Some scientists have estimated that as much as 1 percent of the human genome is leftover viral DNA. One of the most-studied of these viral genes in people encodes a protein called syncytin. There is some evidence that this protein plays a role in the normal fusing of a layer of cells in the placenta (SN: 5/13/00, p. 318: Available to subscribers at Placental Puzzle).
The United States, Canada, and the European Union are all funding studies of polydnaviruses because they may become powerful weapons against caterpillars that eat farmers’ crops or grubs that damage trees. “I’ve heard the effect of polydnaviruses in insects described as ‘insect AIDS,'” says Gunderson-Rindal. “And that’s what it is. It’s a shutdown of the immune system so that the insect is not going to survive.”

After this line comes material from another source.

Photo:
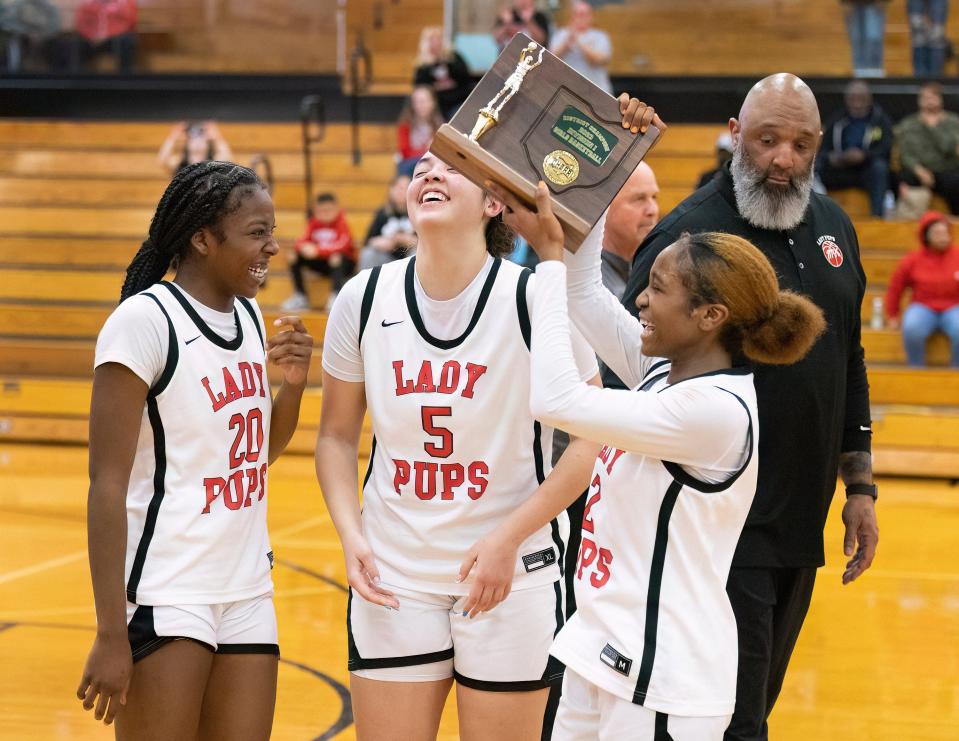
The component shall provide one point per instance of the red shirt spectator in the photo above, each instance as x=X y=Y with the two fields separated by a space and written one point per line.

Although parasitoid wasps kill caterpillars in the wild, their numbers often aren’t sufficient to keep crop pests under control. To protect their plants, farmers sometimes raise and release the wasps, but researchers are looking into simpler, less-expensive ways of taking advantage of polydnaviruses’ pest-control potential.
At the University of Kentucky in Lexington, Bruce A. Webb and his colleagues have created a company to develop pest-control agents from polydnaviruses. It has obtained several patents related to this approach. Webb and his colleagues are developing genetically modified crops that include polydnavirus genes, which could make the plants toxic to the caterpillars that eat them.
“The genes that are now in polydnaviruses have gone through 50 or 60 million years of selection for virulence traits,” says Webb. “We’re looking at those genes to see which ones work best.”
Many labs are now trying to sequence the genes of polydnaviruses other than the one that Drezen and his colleagues studied. Although smaller than most organisms’, polydnavirus genomes are difficult to analyze.
Obtaining sufficient quantities of the virus particles is challenging, since they don’t form outside the wasp. Also, polydnaviruses’ DNA has multiple copies of some genes, sometimes on the same strand of DNA and sometimes on multiple strands. Those repeated genes complicate the sequencing.
Drezen and other polydnavirus researchers are also sequencing the genomes of the wasps to get at the virus genes that have lodged there and are no longer included in the virus particles. The researchers’ aim is to reveal more details about the ancestors of polydnaviruses and to explain how these unusual organisms are related to other viruses.
That, in turn, should provide clues to the circumstances leading to the strange relationship between the polydnavirus and the wasp and to whether similar circumstances elsewhere might have given rise to animal-virus partnerships that have yet to be discovered.